England are determined to reclaim the Women's World Twenty20 title - but the competition is tougher than ever, says Katherine Brunt.
The fast bowler played a starring role, taking three wickets for just six runs, as England swept aside New Zealand to win the final of the inaugural tournament at Lord's in 2009.
However, since then England have endured mixed campaigns in the shortest format's showpiece event, suffering group stage struggles in 2010 and losing a narrow final to two-time winners Australia in 2012.
Brunt - who will miss the upcoming tournament due to a back injury - is optimistic her team-mates, fresh from their Ashes triumph Down Under, will be well prepared to re-capture the crown in Bangladesh.
However, she has warned there are a growing number of sides capable of challenging for the trophy.
"Having played a really tough Ashes series in Australia, it's only going to stand us in good stead for the World Twenty20. That's definitely in our favour," she told skysports.com.

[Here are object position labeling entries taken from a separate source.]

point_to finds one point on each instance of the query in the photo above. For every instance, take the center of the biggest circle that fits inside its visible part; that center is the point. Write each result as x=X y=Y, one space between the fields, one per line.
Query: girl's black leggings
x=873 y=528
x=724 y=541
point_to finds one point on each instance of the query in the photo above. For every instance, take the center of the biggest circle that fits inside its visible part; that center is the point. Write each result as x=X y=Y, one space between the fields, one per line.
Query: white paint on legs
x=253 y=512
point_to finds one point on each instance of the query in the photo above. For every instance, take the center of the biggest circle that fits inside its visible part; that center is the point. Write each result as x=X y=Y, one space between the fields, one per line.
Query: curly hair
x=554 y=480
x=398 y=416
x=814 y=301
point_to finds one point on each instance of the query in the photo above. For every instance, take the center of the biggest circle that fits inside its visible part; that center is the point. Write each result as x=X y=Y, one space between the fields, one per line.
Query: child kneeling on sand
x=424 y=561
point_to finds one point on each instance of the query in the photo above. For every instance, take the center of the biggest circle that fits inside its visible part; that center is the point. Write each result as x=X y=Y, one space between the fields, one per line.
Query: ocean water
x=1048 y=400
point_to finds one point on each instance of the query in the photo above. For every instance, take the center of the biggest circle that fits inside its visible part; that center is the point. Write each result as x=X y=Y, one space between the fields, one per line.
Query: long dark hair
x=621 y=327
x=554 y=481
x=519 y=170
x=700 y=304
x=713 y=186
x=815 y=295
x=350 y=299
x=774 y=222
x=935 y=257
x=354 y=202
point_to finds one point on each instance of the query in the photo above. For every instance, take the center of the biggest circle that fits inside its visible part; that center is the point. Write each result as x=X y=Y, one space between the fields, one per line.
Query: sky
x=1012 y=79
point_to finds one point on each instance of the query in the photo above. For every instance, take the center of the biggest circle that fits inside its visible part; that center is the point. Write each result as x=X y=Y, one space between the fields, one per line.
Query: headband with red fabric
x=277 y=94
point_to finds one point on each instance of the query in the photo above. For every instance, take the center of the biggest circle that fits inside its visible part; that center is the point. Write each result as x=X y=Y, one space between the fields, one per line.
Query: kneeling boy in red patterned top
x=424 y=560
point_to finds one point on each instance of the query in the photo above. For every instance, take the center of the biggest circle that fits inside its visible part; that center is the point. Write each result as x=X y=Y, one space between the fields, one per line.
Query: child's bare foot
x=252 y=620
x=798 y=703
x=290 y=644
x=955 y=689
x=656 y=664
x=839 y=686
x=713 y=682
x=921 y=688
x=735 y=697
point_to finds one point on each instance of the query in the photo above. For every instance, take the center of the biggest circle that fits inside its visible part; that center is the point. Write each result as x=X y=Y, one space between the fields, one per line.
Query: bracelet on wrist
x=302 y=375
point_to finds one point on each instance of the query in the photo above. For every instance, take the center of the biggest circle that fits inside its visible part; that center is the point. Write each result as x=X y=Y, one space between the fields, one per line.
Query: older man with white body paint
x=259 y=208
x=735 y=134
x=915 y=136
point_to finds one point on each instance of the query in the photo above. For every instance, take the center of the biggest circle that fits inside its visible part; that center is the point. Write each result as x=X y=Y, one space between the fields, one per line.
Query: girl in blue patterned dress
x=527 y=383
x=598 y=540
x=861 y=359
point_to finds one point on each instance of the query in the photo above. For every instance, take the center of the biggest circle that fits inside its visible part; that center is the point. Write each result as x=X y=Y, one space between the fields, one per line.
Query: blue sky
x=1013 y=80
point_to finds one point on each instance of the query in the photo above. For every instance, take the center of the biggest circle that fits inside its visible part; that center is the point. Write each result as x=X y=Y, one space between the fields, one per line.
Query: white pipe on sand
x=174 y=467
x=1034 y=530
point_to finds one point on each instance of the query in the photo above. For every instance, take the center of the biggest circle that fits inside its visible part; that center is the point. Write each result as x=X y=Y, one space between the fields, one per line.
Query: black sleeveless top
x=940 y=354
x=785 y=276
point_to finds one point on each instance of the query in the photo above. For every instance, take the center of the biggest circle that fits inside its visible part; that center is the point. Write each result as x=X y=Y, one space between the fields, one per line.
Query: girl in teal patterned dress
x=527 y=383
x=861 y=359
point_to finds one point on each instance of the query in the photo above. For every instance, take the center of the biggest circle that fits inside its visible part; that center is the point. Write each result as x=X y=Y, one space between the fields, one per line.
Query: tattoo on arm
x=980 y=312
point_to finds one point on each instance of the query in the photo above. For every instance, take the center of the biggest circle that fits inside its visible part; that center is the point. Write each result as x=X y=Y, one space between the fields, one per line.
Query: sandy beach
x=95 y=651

"In terms of the opposition, Australia are our main rivals but it's quite scary because there are a lot of teams taking it very seriously now.
"The West Indies have come a long way, while the Pakistan and Sri Lanka girls, who upset us in the one day world cup, are being looked after financially so they can dedicate all their time to the sport.
"They are getting contracted and are training every day. They live and breathe cricket out there."
Brunt has particular respect for West Indies duo Deandra Dottin and Stafanie Taylor after seeing their destructive batting first-hand.
The pair starred as West Indies defeated England in the Tri-Nations final at the end of last year, scoring unbeaten knocks of 46 and 51 respectively.
And the two-time England Women's Cricketer of the Year believes Dottin, who recorded the first ever women's T20 century four years ago - off just 38 balls - is changing the women's game with her boundary-clearing exploits.
"In the recent series in the Caribbean people like Dottin and Taylor were great to watch and they hit the ball a long way," she said.
"They can tear a game apart individually and, because of that, I do think the West Indies are right up there in contention.
"People will turn on to watch the likes of Dottin. A lot of people say 'you don't hit the ball long enough or bowl it fast enough' but Dottin is hitting it into men's arena stands. It's incredible to watch.
"She's leading the way with that and hopefully more people will be able to follow."
Despite the rising standards around them, though, Brunt is adamant the England team will arrive on the sub-continent well prepared to take on the world's best.
Even the soaring temperatures, which are predicted to have an impact, won't stall their challenge, says Brunt.
"We played exceptionally well in the World T20 in Sri Lanka and showed we can handle the heat there," she said.
"It's going to be seriously hot in Bangladesh but the girls will have had a month acclimatising, which you'd never normally get and, after the Ashes tour, our players will be adjusted to the heat."